(Music) The Ink Spots

Summer and doo-wop go together. The Ink Spots are in rotation, have a listen.


(Food) Simple Snacks

Remember boiled camote and sugar?


(Travel) Best Stone Contest

We have a competition when we are sitting on the sand by the coean. For 5 minutes, you must collect the best stones from your side. What follows is a stone showdown, and you explain why you chose each one.

We are still wondering why we left.


(New) Organic Red Rice, Theo & Philo Chocolates, And A Bit On Sesame-Molasses Snacks

We present you with red rice for people who do not like ordinary red rice. Just enough texture, without being tough. A fantastic, organic everyday rice from Nueva Ecija.
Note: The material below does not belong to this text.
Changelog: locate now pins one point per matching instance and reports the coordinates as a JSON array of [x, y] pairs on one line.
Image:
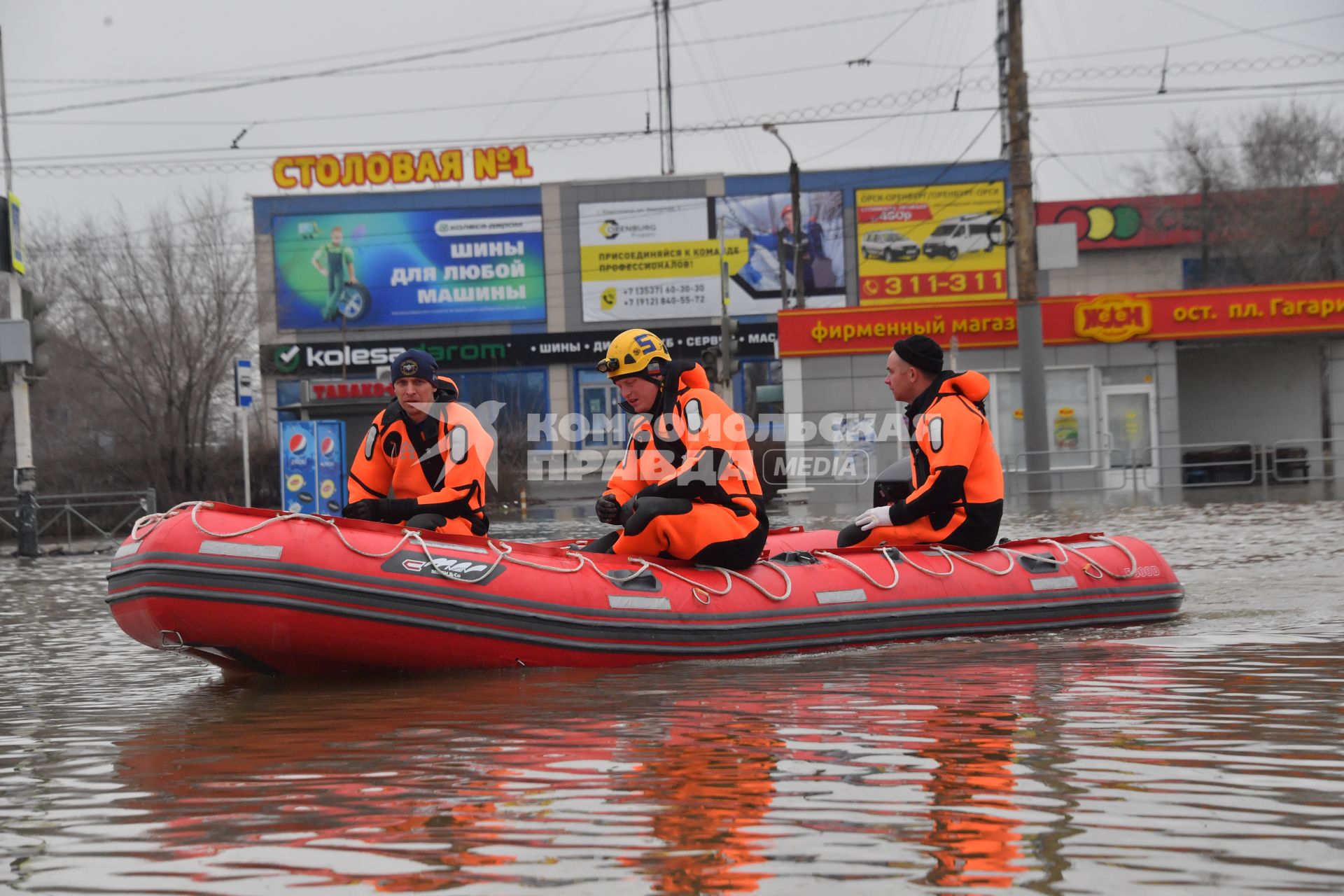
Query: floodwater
[[1205, 754]]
Theo & Philo is the first bean-to-bar chocolate maker in the country. Using local beans, they create a unique bar that is more "rugged" than your normal specialty chocolate. We currently stock the 70% dark chocolate variety, dark chocolate with siling labuyo (local hot peppers), and milk chocolate with local barako coffee.

Speaking of snacks, a handmade sesame we have named "Jimmy's Mama's" is on our counter. You've had this at some time or another in your childhood-- local sesame (black and white, combined), cooked in the best local molasses or tagapulot. (Molasses is here understood as boiled-down sugarcane juice, and not the byproduct of white sugar production.) This is a gluten-free snack that is good for you. It is made by Jimmy's mom in Ilocos, where he plants a field for her to use in her candy-making.

Brittle-type candies are made all over the world-- from the Americas to the Middle East to East Asia. They are some of the most ancient forms of candy, using either molasses, palm syrup, or honey to bind seeds and nuts together (a precursor to the modern granola bar). As you may read in The Oxford Companion to Food by Alan Davidson:
"Brittle is a simple and ancient sweet, and has been made for centuries in many countries. It is very similar to some types of nougat made with honey and nuts only (no egg white). Two examples are the Provencal 'croquant' made with sugar, honey, and almonds; and Italian 'croccante' with sugar, sometimes a little butter (which makes it less hard), and almonds. Similar confections of nuts, especially pistachios, almonds, and cashews, or sesame seeds, are popular in parts of the Arabic speaking world. Versions of nut and sesame seed brittle are to be found in many parts of Asia...peanut brittle is a popular sweet in North America."


(Travel) Antique Baunan

Antique fiambreras (food tiffins) at the old Burgos house in Vigan. Beautiful tools for living, eating, and mobility, pre-plastic.


(Small Celebrations) An Italian Dinner

We've become friends with one of our market customers, an Italian named Sergio. He and his wife had us over recently for a fantastic, home-cooked dinner. We ate, talked, drank wine, and laughed until 2AM (he has many interesting stories from his work in Sudan, Mogadishu, and Somalia).

One great thing about having a shop is meeting fantastic people and sharing stories and food wtih them. In the end, Sergio made us our Daguma Range robusta in a moka pot-- the best cup of it we'd had. Everything tastes better around a happy table.


(Food) Pastured Eggs vs. Factory Eggs

We recently made coconut flour pancakes at home. We used the flour, coconut sugar, pili "milk", sea salt, "wild" eggs from the backyard, and baking soda.

Eating pasture (plants) and insects creates a different kind of egg. Letting chickens be chickens creates a rich orange yolk, a firm egg white. We bought and opened a factory egg (right). It was watery, pale, and weak. We are currently creating a sister urban farm for the shop, and pastured eggs are on the agenda.


(Current Events) A Plastic Ban in the Metro

Congratulations to Muntinlupa for banning plastic bags. A beautiful sight-- brown paper bags and used cartons. Please ban those "biodegradable" bags as well. Santi's in Molito is still giving them out.

Here is a video of Van Jones, talking about another dimension of plastic bags and bottles.

(Food) Recent

At the shop, we often invent meals and eat out of the pan. Recently: mushrooms with loads of onions and parsley, mashed potatoes with garlic, olive oil, and malunggay root (a horseradish substitute), and salad with sesame dressing.

These are sometimes followed by manual drip sessions (although the Turkish coffee pot is not the best hot water dripper).

Look ma, no plastic taste!


(Small Celebrations) A New Kitchen Floor

Finally after some months of being open, we have put tiles on our "kitchen" floor. We chose white plain tile, like an old bathroom. When the grout and tile cement were drying, we had to use a wooden "bridge" to get things from behind the counter. We also had to toast bread outside the shop.

Thank you to Cecil's posse, who did a great job. Tiling is an area of the highly skilled. It is a hypnotizing art!